La parte che gli altri non hanno affrontato molto bene è la tempistica: non tutto quello che è "formazione professionale" rientra come spesa. Devi riuscire a dimostrare un collegamento diretto tra il corso e il reddito che generi. E non è semplicemente "conservi il giustificativo e fatto" - devi riuscire a spiegare al fisco per quale motivo hai speso per quello, se ti fanno domande. Conserva la documentazione, certo, ma poi documenta anche quello che hai imparato e come l'hai utilizzato. Se fai un corso di fotografia professionale, per esempio, e poi cominci a offrire quel servizio, è più facile giustificare. Se lo fai per hobby, non lo detrahi.

L'ideale è proprio parlare con un commercialista o con qualcuno nella tua filiale dell'Agenzia delle Entrate prima di mettere tutto nella dichiarazione, perché l'interpretazione cambia parecchio a seconda della professione e del regime fiscale in cui sei inquadrato. Ogni caso è un caso, e non c'è un "sì" o un "no" universale.

Come agricoltore qui, ho un po' di esperienza con questo perché ogni tanto faccio corsi di agricoltura di precisione o gestione dell'azienda agricola online, e riesco a dedurre. Ma dipende molto dalla tua situazione, no?
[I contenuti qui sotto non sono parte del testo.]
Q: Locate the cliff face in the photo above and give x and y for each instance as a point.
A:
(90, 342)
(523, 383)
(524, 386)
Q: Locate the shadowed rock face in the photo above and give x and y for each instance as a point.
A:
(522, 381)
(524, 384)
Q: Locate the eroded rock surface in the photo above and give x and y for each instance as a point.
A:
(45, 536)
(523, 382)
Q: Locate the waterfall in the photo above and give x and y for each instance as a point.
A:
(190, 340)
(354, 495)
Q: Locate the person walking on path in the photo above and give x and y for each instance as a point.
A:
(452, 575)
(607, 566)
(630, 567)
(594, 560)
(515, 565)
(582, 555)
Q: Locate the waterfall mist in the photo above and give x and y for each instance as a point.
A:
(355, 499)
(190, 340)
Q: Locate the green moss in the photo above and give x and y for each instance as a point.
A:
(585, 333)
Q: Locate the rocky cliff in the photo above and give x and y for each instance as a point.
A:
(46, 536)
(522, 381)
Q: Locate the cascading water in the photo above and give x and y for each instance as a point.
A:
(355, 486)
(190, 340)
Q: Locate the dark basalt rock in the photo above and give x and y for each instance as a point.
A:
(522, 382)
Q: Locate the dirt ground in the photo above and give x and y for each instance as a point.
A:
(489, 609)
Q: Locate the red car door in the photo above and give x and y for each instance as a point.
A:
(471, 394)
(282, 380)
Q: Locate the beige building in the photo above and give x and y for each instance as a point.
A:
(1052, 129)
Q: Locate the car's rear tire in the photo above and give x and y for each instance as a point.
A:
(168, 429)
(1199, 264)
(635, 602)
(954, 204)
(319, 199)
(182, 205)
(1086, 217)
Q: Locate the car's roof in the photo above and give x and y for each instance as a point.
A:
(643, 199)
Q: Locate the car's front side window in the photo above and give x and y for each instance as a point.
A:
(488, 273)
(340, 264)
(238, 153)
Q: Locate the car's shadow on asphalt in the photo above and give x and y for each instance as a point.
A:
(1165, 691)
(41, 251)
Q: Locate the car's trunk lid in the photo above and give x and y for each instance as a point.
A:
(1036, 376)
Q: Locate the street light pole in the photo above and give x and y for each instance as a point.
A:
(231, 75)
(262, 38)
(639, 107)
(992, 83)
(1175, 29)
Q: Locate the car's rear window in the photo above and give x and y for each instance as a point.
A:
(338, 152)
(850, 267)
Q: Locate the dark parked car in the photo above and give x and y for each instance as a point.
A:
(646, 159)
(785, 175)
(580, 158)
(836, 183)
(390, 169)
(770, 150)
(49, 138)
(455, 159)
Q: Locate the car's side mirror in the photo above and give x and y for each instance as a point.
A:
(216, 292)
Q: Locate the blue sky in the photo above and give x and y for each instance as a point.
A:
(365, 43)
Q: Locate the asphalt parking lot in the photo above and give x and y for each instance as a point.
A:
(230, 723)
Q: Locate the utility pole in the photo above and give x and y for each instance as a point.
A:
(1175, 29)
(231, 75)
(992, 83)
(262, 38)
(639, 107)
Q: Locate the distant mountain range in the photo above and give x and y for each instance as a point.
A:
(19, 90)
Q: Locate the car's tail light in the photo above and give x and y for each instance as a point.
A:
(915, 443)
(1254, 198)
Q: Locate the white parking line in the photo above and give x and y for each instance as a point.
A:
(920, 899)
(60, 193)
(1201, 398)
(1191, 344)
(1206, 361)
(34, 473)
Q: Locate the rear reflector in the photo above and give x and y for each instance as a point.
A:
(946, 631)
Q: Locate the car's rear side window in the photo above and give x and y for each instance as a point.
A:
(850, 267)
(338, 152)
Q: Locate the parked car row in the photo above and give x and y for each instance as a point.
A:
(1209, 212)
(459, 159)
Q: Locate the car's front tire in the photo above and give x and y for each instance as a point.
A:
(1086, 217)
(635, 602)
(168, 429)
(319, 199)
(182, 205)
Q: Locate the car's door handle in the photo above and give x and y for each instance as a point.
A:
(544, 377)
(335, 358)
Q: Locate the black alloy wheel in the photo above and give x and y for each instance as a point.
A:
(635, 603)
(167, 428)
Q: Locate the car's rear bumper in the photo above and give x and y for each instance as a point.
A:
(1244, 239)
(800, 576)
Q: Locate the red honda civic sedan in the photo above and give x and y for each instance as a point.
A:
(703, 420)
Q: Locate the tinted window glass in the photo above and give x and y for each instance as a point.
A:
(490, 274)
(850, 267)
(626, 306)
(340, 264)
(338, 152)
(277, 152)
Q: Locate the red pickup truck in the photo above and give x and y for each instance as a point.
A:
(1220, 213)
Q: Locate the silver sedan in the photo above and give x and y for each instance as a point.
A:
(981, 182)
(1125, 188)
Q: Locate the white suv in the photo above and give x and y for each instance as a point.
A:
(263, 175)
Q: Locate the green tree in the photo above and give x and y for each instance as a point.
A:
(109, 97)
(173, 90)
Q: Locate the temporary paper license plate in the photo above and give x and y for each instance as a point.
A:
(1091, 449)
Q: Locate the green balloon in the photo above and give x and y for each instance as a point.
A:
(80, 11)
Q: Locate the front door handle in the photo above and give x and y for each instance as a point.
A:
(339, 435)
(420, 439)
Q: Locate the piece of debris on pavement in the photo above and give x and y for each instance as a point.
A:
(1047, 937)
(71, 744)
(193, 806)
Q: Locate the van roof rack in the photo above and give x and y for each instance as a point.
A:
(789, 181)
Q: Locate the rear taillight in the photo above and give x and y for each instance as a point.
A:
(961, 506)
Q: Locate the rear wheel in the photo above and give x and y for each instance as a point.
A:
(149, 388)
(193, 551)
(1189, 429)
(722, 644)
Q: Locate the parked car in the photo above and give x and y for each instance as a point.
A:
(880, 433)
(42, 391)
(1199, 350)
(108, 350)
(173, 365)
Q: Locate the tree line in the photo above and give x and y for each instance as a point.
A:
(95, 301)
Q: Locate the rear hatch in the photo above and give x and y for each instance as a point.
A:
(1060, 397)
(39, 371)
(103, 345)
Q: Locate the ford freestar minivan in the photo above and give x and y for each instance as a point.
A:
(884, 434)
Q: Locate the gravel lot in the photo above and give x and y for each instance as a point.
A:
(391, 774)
Se sei lavoratore autonomo o hai un'azienda, puoi dedurre le spese di formazione professionale purché siano direttamente correlate alla tua attività. Cioè, se lavori in agricoltura e fai un corso su suoli o innovazioni agricole, ovviamente sì. Se sei impiegato pubblico o dipendente, allora è più complicato - di solito è l'azienda che deduce, non tu. E c'è ancora la questione se sei o meno socio gerente. Ma qual è la tua situazione esattamente? Lavori in proprio, hai un'azienda tua, o sei dipendente?

L'essenziale è che tu conservi tutto - fatture, ricevute, comprovante di iscrizione, tutto. E fai attenzione: il corso deve essere con una scuola o ente riconosciuto, non è tipo qualsiasi video su YouTube. Alcuni corsi dell'IEFP o delle università contano, però quelle piattaforme strane a volte è più difficile giustificarle. Vale la pena che tu confermi con un commercialista sul tuo caso specifico, perché questo varia parecchio a seconda se sei lavoratore autonomo, PMI, o hai un altro regime.

larissa.costa asker Sono autista di camion, lavoratore autonomo. Ho bisogno di formazione relativa alla sicurezza stradale e alla manutenzione dei veicoli.

Il punto che nessuno ha menzionato: se paghi l'imposta sul reddito come persona fisica anche avendo un'attività professionale, le cose cambiano parecchio. Molte persone credono che solo chi ha un'azienda o è un lavoratore autonomo registrato riesca a dedurre, ma in realtà puoi farlo sì - a patto che il corso abbia una relazione diretta con quello che fai e tu riesca a provare che è necessario per esercitare la tua professione.

L'inghippo sta nel conservare tutto davvero: ricevuta, fattura, comprovante di pagamento, certificato di completamento. L'Agenzia delle Entrate non vuole solo sapere che hai fatto un corso - vuole vedere che è stata una spesa legittima per la tua attività. Se è qualcosa completamente fuori dal tuo settore, allora diventa difficile sostenere durante un possibile controllo. Ma se è un corso di software che usi al lavoro, una lingua per l'espansione professionale, un aggiornamento tecnico nel tuo campo, questi entrano tranquillamente come spesa deducibile.

Il dettaglio pratico: deve essere intestato a te e devi dichiararlo correttamente nella tua dichiarazione. Non è solo deducibile così a caso. Se sei in dubbio se un corso specifico è deducibile o meno, vale la pena consultare un commercialista prima, perché ogni caso è diverso a seconda della tua situazione fiscale.